Money

Pension death benefits ‘indefensibly generous’


Rishi Sunak, the chancellor, was urged to use this month’s Budget to fix an “indefensibly generous” perk that allows wealthy pension investors to pass unused retirement money tax free to heirs.

The Institute for Fiscal Studies, an independent think-tank, said death benefit arrangements in defined contribution pension accounts were “very, very generous” and should be reviewed. 

Rule changes in 2015 allowed any unused cash left in a defined contribution personal pension to be passed to beneficiaries and heirs tax free if the pension holder died before the age of 75.

More than 200,000 savers have transferred their future defined benefit (DB) pension benefits to a personal pension, many attracted by securing full control over access to their cash in these arrangements but also by the tax-advantaged death benefits.

Against a backdrop of squeezed public finances, Carl Emmerson, IFS deputy director, said the DC death benefits were “indefensibly generous” and should be reviewed.

“If you die before the age of 75, the entire pot can escape income tax entirely and there’s no inheritance tax either,” he said, speaking at a pension industry conference this week.

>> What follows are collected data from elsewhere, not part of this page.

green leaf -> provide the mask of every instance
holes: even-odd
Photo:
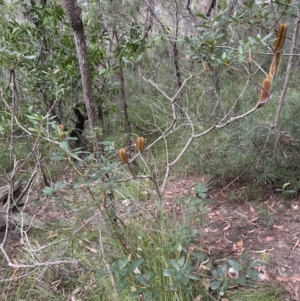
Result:
[[[66,153],[69,152],[69,144],[67,141],[63,141],[59,144],[59,147]]]
[[[42,193],[44,195],[50,195],[53,194],[57,191],[60,191],[61,189],[65,188],[67,186],[67,184],[65,183],[61,183],[61,182],[56,182],[54,185],[52,185],[51,187],[46,186],[43,190]]]
[[[125,258],[125,259],[120,259],[118,261],[118,266],[119,266],[119,269],[122,270],[125,268],[125,266],[127,265],[127,263],[129,262],[130,260],[128,258]]]
[[[153,299],[153,294],[152,294],[151,290],[146,290],[145,294],[144,294],[144,297],[145,297],[145,301],[152,301],[152,300],[154,300]]]
[[[173,269],[164,269],[163,275],[165,277],[173,276],[173,275],[175,275],[175,270],[173,270]]]
[[[203,14],[196,14],[197,17],[202,18],[204,20],[208,20],[207,17]]]
[[[145,281],[145,278],[143,277],[142,274],[136,273],[136,274],[134,275],[134,278],[135,278],[135,280],[136,280],[137,282],[139,282],[140,284],[146,286],[146,281]]]
[[[143,258],[140,258],[134,262],[131,263],[131,265],[128,268],[128,272],[131,273],[133,272],[137,267],[139,267],[142,263],[144,262]]]
[[[234,273],[237,273],[237,272],[239,272],[240,270],[243,269],[243,266],[238,261],[236,261],[236,260],[229,259],[228,263],[233,268],[233,270],[234,270],[233,272]]]
[[[54,193],[54,189],[52,187],[46,186],[43,190],[42,193],[44,195],[51,195],[52,193]]]
[[[238,52],[239,52],[239,54],[243,54],[243,46],[242,45],[239,46]]]
[[[252,269],[248,270],[247,275],[251,280],[260,279],[260,277],[259,277],[260,273],[258,271],[252,270]]]
[[[222,281],[215,280],[210,283],[210,287],[212,290],[215,290],[215,289],[219,288],[221,286],[221,284],[222,284]]]
[[[172,265],[172,267],[173,267],[175,270],[177,270],[177,271],[180,270],[180,265],[179,265],[174,259],[171,259],[171,260],[170,260],[170,264]]]
[[[192,279],[192,280],[199,280],[199,276],[198,275],[195,275],[195,274],[192,274],[190,272],[185,272],[184,273],[184,276],[188,279]]]

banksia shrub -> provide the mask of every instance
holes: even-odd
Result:
[[[286,31],[287,31],[287,24],[281,23],[277,31],[277,40],[274,42],[274,48],[276,52],[281,51],[284,45]]]
[[[266,104],[266,100],[270,97],[271,88],[272,78],[270,76],[267,76],[262,83],[258,107],[263,107]]]
[[[119,159],[122,163],[126,164],[128,163],[128,155],[126,153],[126,150],[124,148],[121,148],[118,151]]]
[[[143,137],[138,137],[138,138],[136,139],[135,145],[136,145],[136,148],[137,148],[140,152],[142,152],[142,151],[145,149],[145,138],[143,138]]]

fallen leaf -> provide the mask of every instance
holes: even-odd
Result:
[[[272,206],[270,206],[269,204],[267,204],[268,208],[273,212],[273,213],[277,213],[277,211],[273,208],[274,204]]]
[[[244,245],[244,242],[243,242],[242,240],[240,240],[240,241],[238,241],[238,242],[236,243],[236,246],[237,246],[238,248],[241,248],[243,245]]]
[[[277,226],[277,225],[273,225],[273,228],[279,230],[279,231],[283,231],[284,227],[283,226]]]
[[[91,251],[92,253],[98,253],[98,251],[96,249],[90,248],[85,246],[89,251]]]
[[[222,230],[227,231],[229,228],[230,228],[230,224],[227,224],[227,226],[225,226]]]
[[[250,207],[250,212],[254,214],[255,213],[255,209],[250,204],[249,204],[249,207]]]
[[[281,277],[281,276],[276,276],[275,279],[279,282],[288,282],[289,281],[289,278]]]
[[[272,241],[274,240],[274,236],[267,236],[266,241]]]
[[[300,281],[300,276],[292,276],[291,280]]]
[[[225,194],[223,191],[220,192],[220,195],[221,195],[223,198],[226,198],[226,194]]]
[[[54,237],[56,237],[57,235],[58,235],[58,233],[55,233],[55,232],[53,232],[53,231],[50,231],[50,234],[49,234],[49,236],[48,236],[46,239],[54,238]]]

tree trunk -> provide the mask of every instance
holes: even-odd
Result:
[[[63,0],[63,5],[74,33],[78,63],[81,74],[83,98],[86,105],[90,129],[94,130],[98,126],[98,120],[92,95],[91,74],[84,37],[84,27],[81,18],[81,9],[78,6],[76,0]]]

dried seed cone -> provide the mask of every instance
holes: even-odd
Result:
[[[287,24],[281,23],[278,27],[277,40],[274,42],[275,51],[281,51],[287,32]]]
[[[267,76],[262,84],[258,107],[263,107],[266,104],[266,100],[270,96],[271,88],[272,88],[272,78],[270,76]]]
[[[145,144],[146,144],[146,141],[145,141],[145,138],[143,137],[138,137],[136,139],[136,148],[142,152],[144,149],[145,149]]]
[[[122,163],[126,164],[128,163],[128,155],[126,153],[126,150],[124,148],[121,148],[118,151],[119,159]]]

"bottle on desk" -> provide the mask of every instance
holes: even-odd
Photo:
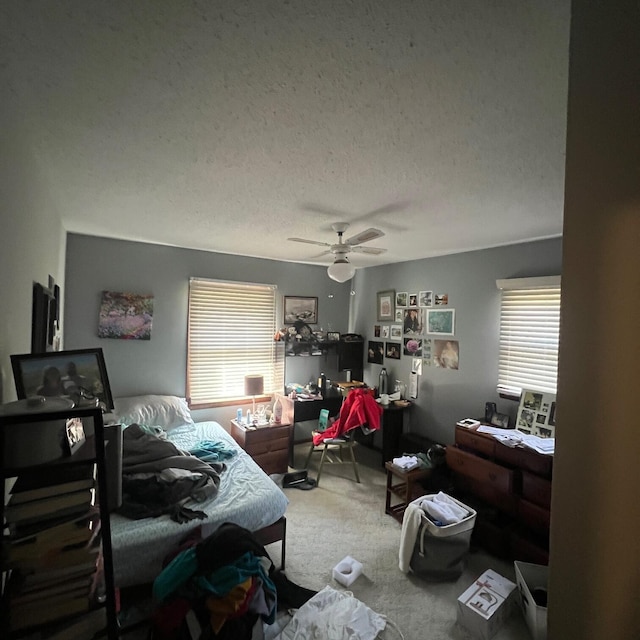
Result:
[[[380,375],[378,376],[378,395],[381,396],[383,394],[389,393],[389,380],[387,378],[387,369],[386,367],[382,367],[380,371]]]
[[[327,376],[325,376],[324,373],[321,373],[320,377],[318,378],[318,393],[324,396],[326,391],[327,391]]]

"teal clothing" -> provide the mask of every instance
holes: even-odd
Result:
[[[198,442],[189,453],[204,462],[221,462],[229,460],[236,455],[235,449],[232,449],[224,442],[213,442],[212,440],[202,440]]]
[[[179,553],[153,581],[153,597],[162,602],[185,584],[198,568],[195,547]]]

“With inheritance tax, people sometimes complain of double taxation. With this, it is not double taxation — there’s no taxation.”

Emmerson said the DC death benefits were “incentivising pension pots to be used as inheritance vehicles rather than for their traditional purpose of drawing a retirement income.

“This is an important one to fix soon because the longer you leave it in place, the longer people legitimately will say: ‘I’ll put money in my pension with the expectation that I could use that to give money to my heirs,” he said at the Pensions and Lifetime Savings Association conference.

“I think it is important to try and keep that toothpaste in the tube while you can.”

The remarks come as Sunak looks for ways to repair the nation’s finances after public spending soared during the pandemic. Last month he announced a £12bn annual rise in national insurance contributions to increase funding for the NHS and social care — with the rises due to take effect next April. He is under pressure to go further with tax rises in his autumn Budget.

The latest life data expectancy from the Office for National Statistics suggests most DC pension pots will not pass to heirs tax free. The ONS found life expectancy at birth in the UK in 2018-20 was 79 years for males and 82.9 years for females.

David Penney, director and chartered financial planner with PR&W, a City-based firm of advisers, believes that death benefits were always going to come under the chancellor’s microscope.

“If this perk is removed, I would expect it to be retrospective, as has been the case in the past with changes to pension death benefit taxation,” said Penney.

“All [DB transfer] advice should contain a caveat to say that the advice is based on current legislation, and we cannot be expected to have a crystal ball to predict tax changes. But in the case of DB transfers, a key reason for transferring could be made significantly less beneficial. Unfortunately, transferring is irrevocable, so the member might regret their decision.” 

Under current rules, beneficiaries inheriting a pension pot from an investor who has died on, or after the age of 75, are required to pay income tax, at their marginal rate, on the payments they receive.